Japan's business-to-business service prices continued to rise steadily but a key measure of trend inflation slowed in February, painting a mixed picture on the price outlook that may complicate the central bank's interest rate hike path.

The services producer price index, which measures what companies charge each other for services, rose 2.1% in February from a year earlier, data showed on Tuesday, unchanged from January in a sign companies continued to pass on labour costs thanks to prospects for sustained wage gains.

The data underscores the BOJ's view that rising service prices will replace cost-push inflation as a key driver of price gains, and help sustain inflation around its 2% target.

But separate data released on Tuesday showed Japan's weighted median inflation rate, which is closely watched as an indicator on whether price rises are broadening, slowed to 1.4% in February from 1.9% in the previous month.

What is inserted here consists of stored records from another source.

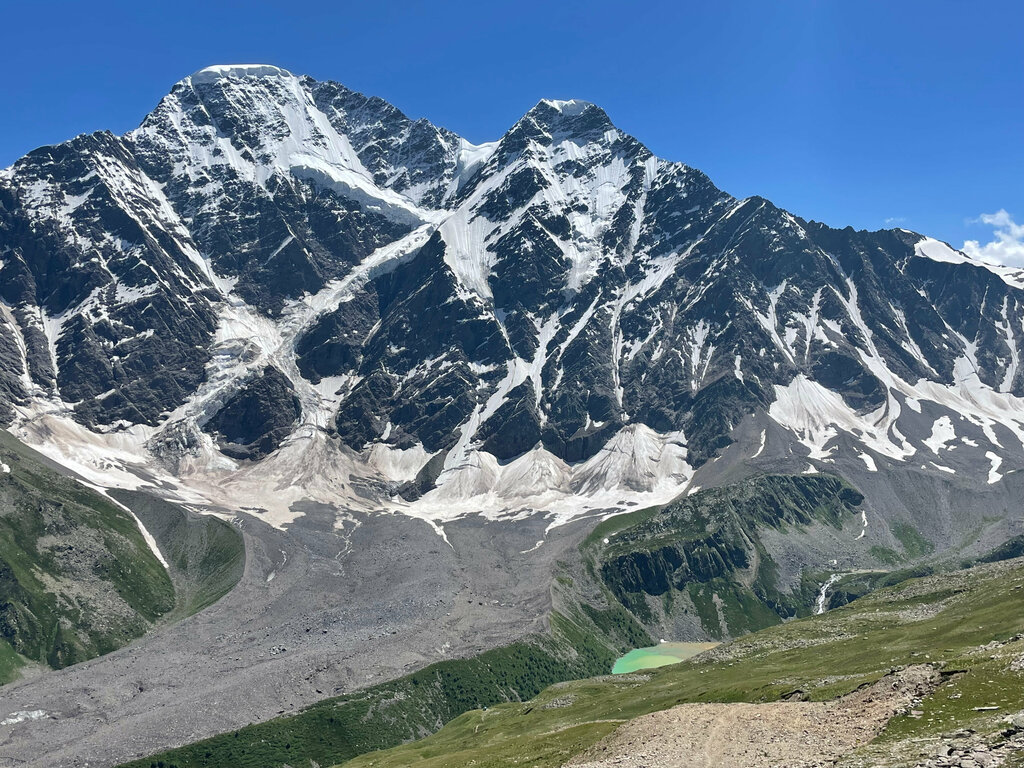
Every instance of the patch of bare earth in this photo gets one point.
(795, 734)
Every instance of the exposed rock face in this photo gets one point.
(560, 288)
(256, 420)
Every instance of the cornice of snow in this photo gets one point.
(218, 72)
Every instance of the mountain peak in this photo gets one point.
(570, 107)
(220, 72)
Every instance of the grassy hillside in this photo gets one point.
(706, 546)
(77, 579)
(207, 556)
(967, 623)
(411, 707)
(704, 555)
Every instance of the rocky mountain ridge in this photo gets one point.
(279, 290)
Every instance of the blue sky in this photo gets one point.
(869, 114)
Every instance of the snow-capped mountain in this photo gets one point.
(278, 289)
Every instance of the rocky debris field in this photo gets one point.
(797, 734)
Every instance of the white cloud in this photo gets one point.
(1008, 246)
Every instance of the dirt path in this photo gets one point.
(795, 734)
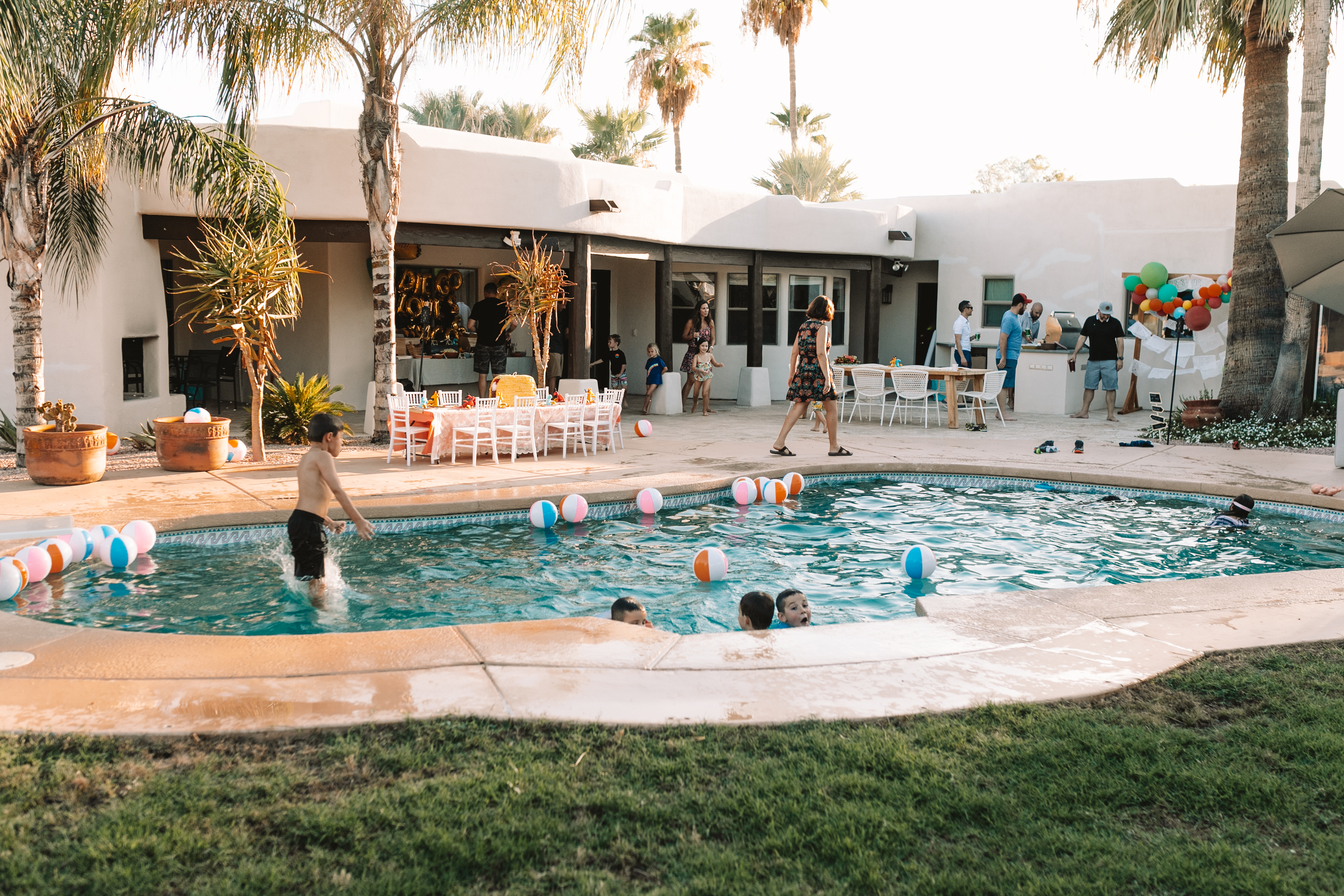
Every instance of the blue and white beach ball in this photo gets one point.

The trimmed mean inflation rate, which excludes the 10 highest and lowest tail of the price distribution, hit 2.3% in February, slowing from 2.6% in January and marking the lowest year-on-year increase since September 2022, the data showed.

The Bank of Japan ended eight years of negative interest rates and other remnants of its unorthodox policy last week, making a historic shift away from decades of massive stimulus that was aimed at reviving the economy.

BOJ Governor Kazuo Ueda has said the timing of future interest rate hikes will depend largely on whether trend inflation will move closer to the bank's 2% target.